Daniel Marenco/Folhapress Da Folha de São Paulo Maria Célia Lundberg, 68 anos, dava aulas de alfabetização para pessoas carentes em Sabará (MG) e era militante da ALN (Aliança Libertadora Nacional) quando foi presa, em 1971.

Sem nunca ter pego em armas, foi torturada e violentada por cinco dias e libertada sob ameaças.

Acabou fugindo para o Chile e, depois, para a Suécia, onde vive desde 1973.

No início de outubro, voltou ao Brasil para participar da 62ª edição das Caravanas da Anistia, promovida pelo Ministério da Justiça.

A comissão concedeu a ela indenização e pensão vitalícia pelas torturas no Dops, em Minas Gerais.

Com a palavra, a professora Célia Lundberg: - Difícil descrever o que senti nos últimos dias antes de chegar aqui. É uma ferida profunda.

O que mais fiz nesta vida foi tentar esquecer coisas que me deixaram marcas.

Não apenas no corpo, mas na alma. - Trabalhava dando aulas de alfabetização para pessoas pobres.

Alfabetizava e conscientizava o povo brasileiro utilizando o método do professor Paulo Freire. - Era da ALN, mas nunca peguei em armas.

Acho que me prenderam porque, dias antes da prisão, em 7 de janeiro de 1971, houve um assalto em Minas Gerais e atribuíram à ALN.

Invadiram a minha casa e encontraram no chão papéis da organização. - Sei que me levaram.

Fui violentada e torturada durante cinco dias.

Além da dor física eu tinha outra certeza: estava só. - Eu era a única mulher ali.

Sozinha em um cela.

Ouvia gritos quando era tirada de minha cela para a sala de trabalho dos policiais.

Ouvia meu irmão Hervê gritando enquanto sofria maus-tratos. Às vezes, nos encontrávamos no corredor enquanto eu era retirada de minha cela.

Era a certeza de que ele estava vivo.

Nós nos falávamos através do olhar. - A angústia da prisão me fez pensar em suicídio.

Vou me matar e acabar com tudo.

Pensei isso várias vezes.

Depois pensava que não podia dar a eles o argumento que queriam.

Era dar força a eles. - Depois desses dias presa no Dops, saí totalmente destruída.

Só me disseram que, se comentasse algo na rua, o meu irmão, que era mantido preso, seria morto. - Os abusos resultaram numa gravidez.

Veio a seguir um aborto espontâneo. - Depois que meu irmão deixou a prisão só me restou fugir para o Chile, em 1972, onde conheci o meu companheiro e, em 1973, fui para a Suécia.

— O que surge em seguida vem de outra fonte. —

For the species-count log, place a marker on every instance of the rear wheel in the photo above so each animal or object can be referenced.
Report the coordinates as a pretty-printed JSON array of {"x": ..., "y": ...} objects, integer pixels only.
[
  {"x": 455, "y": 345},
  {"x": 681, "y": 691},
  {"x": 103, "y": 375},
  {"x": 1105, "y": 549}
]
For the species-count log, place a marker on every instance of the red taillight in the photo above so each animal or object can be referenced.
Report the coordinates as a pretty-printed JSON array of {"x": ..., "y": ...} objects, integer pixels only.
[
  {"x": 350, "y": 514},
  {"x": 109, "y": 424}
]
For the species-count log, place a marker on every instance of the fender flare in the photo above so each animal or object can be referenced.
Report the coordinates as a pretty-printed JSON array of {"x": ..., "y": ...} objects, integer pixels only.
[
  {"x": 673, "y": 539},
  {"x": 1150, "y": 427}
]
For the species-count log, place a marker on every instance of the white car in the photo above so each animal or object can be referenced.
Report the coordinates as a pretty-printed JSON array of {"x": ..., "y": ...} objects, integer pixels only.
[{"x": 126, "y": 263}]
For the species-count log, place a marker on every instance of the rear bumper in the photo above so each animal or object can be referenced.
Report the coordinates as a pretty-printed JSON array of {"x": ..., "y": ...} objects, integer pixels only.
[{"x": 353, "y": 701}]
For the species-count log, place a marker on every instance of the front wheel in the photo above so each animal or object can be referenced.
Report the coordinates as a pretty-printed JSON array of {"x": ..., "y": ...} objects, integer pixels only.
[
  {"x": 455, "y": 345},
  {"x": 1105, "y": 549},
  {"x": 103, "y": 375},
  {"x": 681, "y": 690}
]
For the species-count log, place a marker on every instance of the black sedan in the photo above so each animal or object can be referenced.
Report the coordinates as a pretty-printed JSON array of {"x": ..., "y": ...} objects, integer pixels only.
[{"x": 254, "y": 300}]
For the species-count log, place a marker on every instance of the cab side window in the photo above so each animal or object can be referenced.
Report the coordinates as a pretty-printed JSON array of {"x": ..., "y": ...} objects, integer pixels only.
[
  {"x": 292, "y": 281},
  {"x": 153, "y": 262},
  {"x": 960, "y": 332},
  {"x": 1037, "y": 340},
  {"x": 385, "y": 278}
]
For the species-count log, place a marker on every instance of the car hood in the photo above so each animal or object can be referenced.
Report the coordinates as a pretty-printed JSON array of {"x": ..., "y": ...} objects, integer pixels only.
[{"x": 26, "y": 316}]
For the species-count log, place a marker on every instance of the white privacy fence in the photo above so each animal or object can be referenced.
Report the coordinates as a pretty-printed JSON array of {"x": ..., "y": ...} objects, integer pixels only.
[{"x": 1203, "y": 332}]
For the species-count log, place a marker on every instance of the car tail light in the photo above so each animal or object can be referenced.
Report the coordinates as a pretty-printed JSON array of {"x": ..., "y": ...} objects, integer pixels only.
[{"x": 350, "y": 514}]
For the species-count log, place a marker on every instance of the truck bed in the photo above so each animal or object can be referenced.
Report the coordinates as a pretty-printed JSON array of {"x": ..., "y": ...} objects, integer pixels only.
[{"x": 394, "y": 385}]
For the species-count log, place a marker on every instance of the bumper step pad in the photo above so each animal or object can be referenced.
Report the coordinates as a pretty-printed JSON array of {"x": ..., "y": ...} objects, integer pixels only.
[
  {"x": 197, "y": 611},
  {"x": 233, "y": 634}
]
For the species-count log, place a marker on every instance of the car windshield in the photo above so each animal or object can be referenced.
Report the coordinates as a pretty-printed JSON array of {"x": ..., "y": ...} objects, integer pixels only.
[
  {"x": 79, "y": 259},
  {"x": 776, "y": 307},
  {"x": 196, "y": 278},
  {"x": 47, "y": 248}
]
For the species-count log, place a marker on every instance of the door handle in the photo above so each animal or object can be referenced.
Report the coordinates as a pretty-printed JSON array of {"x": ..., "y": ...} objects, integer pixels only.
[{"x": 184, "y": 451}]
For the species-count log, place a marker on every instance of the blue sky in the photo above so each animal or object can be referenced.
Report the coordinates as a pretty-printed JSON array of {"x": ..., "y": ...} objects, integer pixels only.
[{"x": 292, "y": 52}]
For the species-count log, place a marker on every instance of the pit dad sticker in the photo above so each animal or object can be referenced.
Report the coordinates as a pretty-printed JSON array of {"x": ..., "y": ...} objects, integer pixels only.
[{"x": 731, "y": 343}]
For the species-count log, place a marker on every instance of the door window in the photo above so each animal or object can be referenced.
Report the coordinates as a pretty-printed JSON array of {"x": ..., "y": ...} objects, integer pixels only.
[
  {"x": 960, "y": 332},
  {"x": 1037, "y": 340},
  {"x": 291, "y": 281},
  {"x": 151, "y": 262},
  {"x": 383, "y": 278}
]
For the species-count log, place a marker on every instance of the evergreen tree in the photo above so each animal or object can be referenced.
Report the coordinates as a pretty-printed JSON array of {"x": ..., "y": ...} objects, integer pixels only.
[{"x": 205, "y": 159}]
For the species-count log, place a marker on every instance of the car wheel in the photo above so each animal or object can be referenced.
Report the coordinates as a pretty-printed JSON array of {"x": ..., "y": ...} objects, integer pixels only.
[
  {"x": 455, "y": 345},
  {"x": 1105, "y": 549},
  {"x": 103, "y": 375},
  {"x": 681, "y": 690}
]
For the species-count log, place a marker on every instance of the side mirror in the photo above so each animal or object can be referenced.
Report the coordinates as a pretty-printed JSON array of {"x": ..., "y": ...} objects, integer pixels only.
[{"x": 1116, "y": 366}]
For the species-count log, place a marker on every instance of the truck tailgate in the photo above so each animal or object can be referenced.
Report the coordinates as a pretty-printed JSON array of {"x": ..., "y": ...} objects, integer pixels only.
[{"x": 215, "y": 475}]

Lembro-me quando um médico sueco disse-me na chegada ao seu país, durante um exame, que nunca poderia ter um filho por causa da violência que sofri. - Deus existe.

Tive dois filhos e hoje sou até avó de uma neta.

Ou seja, de muitas formas tenho uma vida realizada na Suécia.

Sinto até que pude fechar o capítulo da tortura com o qual sofri. - Hoje tenho o reconhecimento do Estado através da insistência da minha família e de meus amigos.

Mas que fique claro que nenhuma indenização pode ressarcir o mal que o terrorismo fez a mim. - Esses terroristas nunca precisaram ser julgados.

Muitos desses criminosos foram promovidos e até hoje continuam com suas regalias. - Espero que nunca mais a tortura física ou psíquica seja aplicada contra qualquer grupo ou pessoa. - Defendo a punição dessas pessoas.

Agora, elas nunca devem ser punidas com a mesma moeda. - Pena meus pais não estarem vivos para acompanhar este momento. É bom voltar a pisar esse país sem o risco de ser torturada ou presa. - Sempre tive medo de voltar ao Brasil.

Vim em 2009 para sepultar a minha mãe.

Ela foi sepultada e logo depois eu voltava para a Suécia. - A Suécia cuidou dos meus problemas físicos, mas nunca pude ter um bom tratamento sobre as minhas torturas psíquicas.

A única coisa que sempre quis foi voltar ao Brasil.

Meus filhos falam “incluso” (inclusive) português.

Mas nunca apareceram aqui porque temiam represália contra mim. - Sentia saudades de tudo.

Da terra, do cheiro.

Agora penso em voltar e morrer no Brasil.